Overview

Identifying subgroups of a study population where a treatment or exposure has a notably larger or smaller effect on an outcome compared to the population average is crucial in social and health sciences. While estimating the conditional average treatment effect (CATE) given a pre-specified set of covariates is a common approach, it only allows for estimating causal effects on subgroups that have been specified a priori by the researchers. This package implements the recently developed Causal Rule Ensemble (CRE) algorithm, a flexible and stable method for interpretable discovery and estimation of heterogeneous treatment effects in terms of decision rules.

Package Details

The cre() function executes the entire CRE algorithm by utilizing a data set and input parameters the user provides. It divides the study data into discovery and inference subsamples, generating and filtering decision rules on the discovery subsample to explain the heterogeneity in treatment effects. cre() uses the inference subsample to estimate a linear decomposition of the Conditional Average Treatment Effect (CATE) in terms of the just discovered decision rules, by normal equations to model some ITE estimates. In both steps, cre() is agnostic concerning the method used for ITE estimation. To estimate Individual Treatment Effects (ITE), users can choose from various methodologies that vary in terms of speed and accuracy. Several ITE estimators are internally implemented (i.e.

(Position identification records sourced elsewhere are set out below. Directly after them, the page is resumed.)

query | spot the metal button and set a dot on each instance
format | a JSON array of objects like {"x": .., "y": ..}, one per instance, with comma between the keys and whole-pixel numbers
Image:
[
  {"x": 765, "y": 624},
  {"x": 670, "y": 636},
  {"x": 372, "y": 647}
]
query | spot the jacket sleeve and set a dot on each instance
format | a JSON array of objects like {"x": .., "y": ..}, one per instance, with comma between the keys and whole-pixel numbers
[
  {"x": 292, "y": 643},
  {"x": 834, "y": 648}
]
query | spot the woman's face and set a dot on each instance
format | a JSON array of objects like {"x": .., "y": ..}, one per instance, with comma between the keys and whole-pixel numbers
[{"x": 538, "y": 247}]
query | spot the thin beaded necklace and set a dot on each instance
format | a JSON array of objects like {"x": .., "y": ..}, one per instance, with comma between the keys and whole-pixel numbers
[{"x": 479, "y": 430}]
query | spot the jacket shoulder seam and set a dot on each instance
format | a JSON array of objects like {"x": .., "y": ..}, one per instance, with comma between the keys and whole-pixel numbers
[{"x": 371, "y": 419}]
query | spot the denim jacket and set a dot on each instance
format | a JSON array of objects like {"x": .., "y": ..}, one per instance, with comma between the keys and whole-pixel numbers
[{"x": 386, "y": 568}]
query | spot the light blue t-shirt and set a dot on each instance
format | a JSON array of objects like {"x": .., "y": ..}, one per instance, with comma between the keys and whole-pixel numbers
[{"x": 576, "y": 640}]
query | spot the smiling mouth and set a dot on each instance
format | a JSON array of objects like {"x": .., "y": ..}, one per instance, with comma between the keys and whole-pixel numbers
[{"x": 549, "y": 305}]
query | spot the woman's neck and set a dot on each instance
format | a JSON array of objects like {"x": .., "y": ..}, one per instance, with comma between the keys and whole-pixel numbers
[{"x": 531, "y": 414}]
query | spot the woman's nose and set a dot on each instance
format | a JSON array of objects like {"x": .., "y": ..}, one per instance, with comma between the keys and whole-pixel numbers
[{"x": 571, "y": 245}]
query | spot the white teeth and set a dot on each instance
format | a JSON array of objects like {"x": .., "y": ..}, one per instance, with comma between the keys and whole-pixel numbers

AIPW, Causal Forest, Bayesian Causal Forest, Causal BART, S-Learner, T-Learner, X-Learner), but a customized ITE estimation can also be provided in input. The results are collected in an S3 object containing: the number of decision rules extracted at each step, the CATE decomposition estimates with corresponding uncertainty quantification, the list of selected parameters, and the predicted ITEs.

Applications

The CRE package can be used in diverse theoretical and practical applications as long as working with binary exposure or treatment level. For example, it can be used in education to determine which teaching methods are most effective for specific student subgroups. In marketing, it can identify the most effective strategies for different consumer subgroups. In healthcare, it can be used to identify patient subgroups that benefit the most from a particular treatment or intervention. It can also be used in studies for personalized medicine where each subgroup of patients responds differently to the provided medicine. In public health, the CRE method was applied to discover subgroups that are more vulnerable (or resilient) to the causal effects of long-term exposure to air pollution on mortality.